Writing Style: 8/10 Your writing style is pretty good for your third language. Even though it’s not flowery, that doesn’t really matter for this story, because it doesn’t really require that much fluff. There’s an adequate amount of both description and dialogue, which is really nice.

Characterization: 8/10 Your characterization of each of your characters is a work in progress; you could have depicted the minor characters more, with a bit more focus on them.

Communication with Readers: 5/5 Very good, you communicated with everyone as much as you could.

Overall Enjoyment: 5/5 I like fantasy stories, so this was great to read.

Subtotal: 84/100

Bonus: 2/5 Thanks for requesting from UD! ^^

Total: 86/100

1 comment:

  1. Thanks for this.

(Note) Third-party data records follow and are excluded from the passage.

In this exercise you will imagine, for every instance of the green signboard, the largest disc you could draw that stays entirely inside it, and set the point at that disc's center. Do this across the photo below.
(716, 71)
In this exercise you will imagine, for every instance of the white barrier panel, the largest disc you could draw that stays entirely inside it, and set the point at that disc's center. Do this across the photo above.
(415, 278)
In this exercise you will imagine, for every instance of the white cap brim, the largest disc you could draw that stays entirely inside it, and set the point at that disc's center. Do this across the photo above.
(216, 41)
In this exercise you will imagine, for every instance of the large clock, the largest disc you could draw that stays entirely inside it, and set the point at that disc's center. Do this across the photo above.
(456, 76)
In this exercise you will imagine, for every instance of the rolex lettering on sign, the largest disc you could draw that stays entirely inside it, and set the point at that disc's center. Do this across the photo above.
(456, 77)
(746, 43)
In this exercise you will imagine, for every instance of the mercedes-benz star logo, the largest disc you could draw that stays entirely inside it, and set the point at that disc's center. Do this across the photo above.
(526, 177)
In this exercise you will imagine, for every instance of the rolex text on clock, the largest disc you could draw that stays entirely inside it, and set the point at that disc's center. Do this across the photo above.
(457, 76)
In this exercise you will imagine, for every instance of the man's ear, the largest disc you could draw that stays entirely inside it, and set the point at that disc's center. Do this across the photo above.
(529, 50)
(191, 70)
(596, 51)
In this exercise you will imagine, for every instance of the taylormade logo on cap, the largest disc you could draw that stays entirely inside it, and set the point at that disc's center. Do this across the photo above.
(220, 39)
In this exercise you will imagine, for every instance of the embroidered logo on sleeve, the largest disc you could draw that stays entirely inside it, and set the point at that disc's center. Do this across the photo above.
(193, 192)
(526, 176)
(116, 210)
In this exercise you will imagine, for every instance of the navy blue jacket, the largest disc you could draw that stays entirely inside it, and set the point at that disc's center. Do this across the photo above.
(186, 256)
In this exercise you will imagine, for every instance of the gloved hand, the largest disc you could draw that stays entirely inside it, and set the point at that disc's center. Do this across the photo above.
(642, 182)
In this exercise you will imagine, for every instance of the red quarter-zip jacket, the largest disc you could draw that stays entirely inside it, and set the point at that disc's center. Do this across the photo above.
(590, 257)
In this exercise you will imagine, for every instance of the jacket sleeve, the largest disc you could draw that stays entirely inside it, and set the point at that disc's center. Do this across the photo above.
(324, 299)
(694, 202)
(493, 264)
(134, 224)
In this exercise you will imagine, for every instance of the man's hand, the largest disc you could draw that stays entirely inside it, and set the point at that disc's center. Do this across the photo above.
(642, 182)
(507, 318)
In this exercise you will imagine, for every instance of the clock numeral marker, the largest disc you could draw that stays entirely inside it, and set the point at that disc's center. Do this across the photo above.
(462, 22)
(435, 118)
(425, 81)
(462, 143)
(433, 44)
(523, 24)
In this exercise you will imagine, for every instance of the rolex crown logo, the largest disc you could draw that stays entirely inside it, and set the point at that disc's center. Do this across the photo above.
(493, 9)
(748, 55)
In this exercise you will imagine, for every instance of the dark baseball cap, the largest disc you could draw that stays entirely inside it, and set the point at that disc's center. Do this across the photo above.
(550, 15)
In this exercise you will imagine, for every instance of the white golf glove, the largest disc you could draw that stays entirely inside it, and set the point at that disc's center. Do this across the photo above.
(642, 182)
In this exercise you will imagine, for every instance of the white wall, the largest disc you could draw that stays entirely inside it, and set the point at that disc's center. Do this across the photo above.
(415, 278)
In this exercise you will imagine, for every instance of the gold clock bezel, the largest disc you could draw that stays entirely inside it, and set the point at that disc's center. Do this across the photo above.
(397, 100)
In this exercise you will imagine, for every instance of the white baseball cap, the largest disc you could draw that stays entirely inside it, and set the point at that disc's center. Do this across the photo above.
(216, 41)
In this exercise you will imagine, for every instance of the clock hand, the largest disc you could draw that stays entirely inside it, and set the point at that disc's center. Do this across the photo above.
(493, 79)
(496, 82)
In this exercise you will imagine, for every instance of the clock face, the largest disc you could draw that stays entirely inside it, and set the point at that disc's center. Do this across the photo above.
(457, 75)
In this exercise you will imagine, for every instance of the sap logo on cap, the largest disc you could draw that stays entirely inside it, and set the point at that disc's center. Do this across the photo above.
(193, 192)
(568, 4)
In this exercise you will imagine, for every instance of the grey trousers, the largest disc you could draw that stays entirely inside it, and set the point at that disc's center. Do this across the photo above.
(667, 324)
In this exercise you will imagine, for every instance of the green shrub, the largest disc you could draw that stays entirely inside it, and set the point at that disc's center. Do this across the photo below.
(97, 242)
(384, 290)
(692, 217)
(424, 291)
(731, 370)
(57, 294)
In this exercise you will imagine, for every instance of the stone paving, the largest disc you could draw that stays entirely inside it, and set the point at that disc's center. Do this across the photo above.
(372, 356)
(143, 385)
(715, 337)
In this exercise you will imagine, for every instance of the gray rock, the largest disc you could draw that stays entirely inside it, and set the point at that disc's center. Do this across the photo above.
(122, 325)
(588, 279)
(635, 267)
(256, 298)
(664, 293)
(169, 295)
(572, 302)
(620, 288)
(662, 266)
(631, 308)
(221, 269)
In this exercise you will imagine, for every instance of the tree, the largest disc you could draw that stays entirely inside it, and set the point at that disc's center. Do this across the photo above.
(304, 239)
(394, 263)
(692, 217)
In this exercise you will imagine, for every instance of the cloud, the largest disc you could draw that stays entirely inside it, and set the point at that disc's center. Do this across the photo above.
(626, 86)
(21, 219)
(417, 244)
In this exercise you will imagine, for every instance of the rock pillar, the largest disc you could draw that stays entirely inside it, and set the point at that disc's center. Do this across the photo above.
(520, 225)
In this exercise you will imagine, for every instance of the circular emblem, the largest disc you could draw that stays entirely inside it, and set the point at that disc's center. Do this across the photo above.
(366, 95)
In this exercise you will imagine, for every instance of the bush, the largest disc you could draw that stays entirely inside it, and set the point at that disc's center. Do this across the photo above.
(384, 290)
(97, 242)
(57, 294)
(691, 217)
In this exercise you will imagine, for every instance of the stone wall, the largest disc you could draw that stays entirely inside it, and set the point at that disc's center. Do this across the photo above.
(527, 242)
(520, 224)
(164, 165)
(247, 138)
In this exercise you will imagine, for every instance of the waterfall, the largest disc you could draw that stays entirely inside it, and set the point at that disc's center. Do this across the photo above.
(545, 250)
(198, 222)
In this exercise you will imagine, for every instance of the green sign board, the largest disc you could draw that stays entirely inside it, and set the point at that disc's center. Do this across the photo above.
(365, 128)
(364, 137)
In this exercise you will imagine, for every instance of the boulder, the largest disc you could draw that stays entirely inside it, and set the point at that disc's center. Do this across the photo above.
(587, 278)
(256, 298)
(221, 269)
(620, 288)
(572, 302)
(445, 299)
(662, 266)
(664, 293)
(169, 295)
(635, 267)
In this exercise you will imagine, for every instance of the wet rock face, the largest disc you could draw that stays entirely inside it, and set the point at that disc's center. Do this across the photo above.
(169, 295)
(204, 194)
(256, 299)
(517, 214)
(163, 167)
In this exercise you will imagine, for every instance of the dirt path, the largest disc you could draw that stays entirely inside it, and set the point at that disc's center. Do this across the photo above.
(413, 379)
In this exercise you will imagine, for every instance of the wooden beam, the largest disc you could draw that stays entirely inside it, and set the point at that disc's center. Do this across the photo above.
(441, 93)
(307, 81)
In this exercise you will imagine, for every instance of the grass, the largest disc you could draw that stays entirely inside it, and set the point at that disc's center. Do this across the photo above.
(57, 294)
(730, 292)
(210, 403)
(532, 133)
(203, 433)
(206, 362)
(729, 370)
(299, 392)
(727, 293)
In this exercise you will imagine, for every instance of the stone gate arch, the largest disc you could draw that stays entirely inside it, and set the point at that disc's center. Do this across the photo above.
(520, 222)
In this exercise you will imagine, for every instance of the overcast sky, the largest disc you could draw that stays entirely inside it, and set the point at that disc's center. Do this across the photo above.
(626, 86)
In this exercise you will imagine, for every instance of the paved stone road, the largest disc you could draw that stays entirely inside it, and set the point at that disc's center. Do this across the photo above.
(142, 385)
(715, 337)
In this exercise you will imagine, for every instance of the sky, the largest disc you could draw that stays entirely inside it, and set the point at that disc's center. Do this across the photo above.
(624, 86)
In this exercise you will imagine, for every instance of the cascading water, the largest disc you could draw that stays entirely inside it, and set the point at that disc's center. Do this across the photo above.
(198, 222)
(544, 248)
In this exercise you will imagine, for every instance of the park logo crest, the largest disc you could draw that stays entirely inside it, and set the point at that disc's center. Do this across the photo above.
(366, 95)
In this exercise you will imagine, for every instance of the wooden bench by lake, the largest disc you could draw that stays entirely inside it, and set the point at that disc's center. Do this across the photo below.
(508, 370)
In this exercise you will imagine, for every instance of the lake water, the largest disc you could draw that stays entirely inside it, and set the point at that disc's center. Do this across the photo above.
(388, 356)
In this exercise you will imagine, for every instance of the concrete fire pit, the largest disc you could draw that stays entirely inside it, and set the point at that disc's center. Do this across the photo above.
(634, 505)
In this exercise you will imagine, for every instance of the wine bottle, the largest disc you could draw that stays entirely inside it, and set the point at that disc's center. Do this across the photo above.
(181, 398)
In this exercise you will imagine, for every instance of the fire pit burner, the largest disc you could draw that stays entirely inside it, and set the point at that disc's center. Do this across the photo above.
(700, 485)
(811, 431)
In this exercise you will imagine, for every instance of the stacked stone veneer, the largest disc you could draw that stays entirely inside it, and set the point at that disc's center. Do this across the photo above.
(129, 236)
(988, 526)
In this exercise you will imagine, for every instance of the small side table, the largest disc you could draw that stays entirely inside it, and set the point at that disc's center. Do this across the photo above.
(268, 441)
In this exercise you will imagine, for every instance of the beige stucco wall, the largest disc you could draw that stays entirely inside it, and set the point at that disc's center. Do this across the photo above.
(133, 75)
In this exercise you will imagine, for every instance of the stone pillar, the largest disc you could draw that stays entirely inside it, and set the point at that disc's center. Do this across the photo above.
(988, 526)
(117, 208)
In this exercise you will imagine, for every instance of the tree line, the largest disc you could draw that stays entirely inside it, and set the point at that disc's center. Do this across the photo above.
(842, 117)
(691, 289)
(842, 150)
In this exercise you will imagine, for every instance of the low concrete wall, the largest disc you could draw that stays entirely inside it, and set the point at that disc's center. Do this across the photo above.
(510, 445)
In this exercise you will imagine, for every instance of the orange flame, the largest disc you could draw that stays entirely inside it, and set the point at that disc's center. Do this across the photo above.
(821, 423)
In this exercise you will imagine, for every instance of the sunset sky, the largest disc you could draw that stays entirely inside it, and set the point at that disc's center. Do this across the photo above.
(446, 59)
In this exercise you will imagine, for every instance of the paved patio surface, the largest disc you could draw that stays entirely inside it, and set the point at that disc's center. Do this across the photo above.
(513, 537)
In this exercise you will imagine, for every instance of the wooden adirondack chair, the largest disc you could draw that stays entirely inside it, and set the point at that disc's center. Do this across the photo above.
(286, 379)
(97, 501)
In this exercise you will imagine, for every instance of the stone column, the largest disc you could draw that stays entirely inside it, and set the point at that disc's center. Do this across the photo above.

I'll post it up as soon as I get back home. (winglin's blocked at the office -.-)I really appreciate you pointing out my weak points. And LOL! You have no idea how much I want to use other words but unfortunately, when you have a limited vocabulary you just gotta make do with what you have >.> (I gathered the grammar, commas etc would be glaringly obvious here too considering I never beta'd this version or edited it.) The adaptated scenes were pretty minor, I worked for the most part. Yeah, I figured it would have been better if I put the prologue on another chapter. I actually have an introduction of the characters but I forgot to place it on winglin (got it on my LJ though *shrug*) I've never been good with cutting out scenes so yeah, it was pretty slow paced *gets bricked* Again, thanks for doing the review. This definitely helped.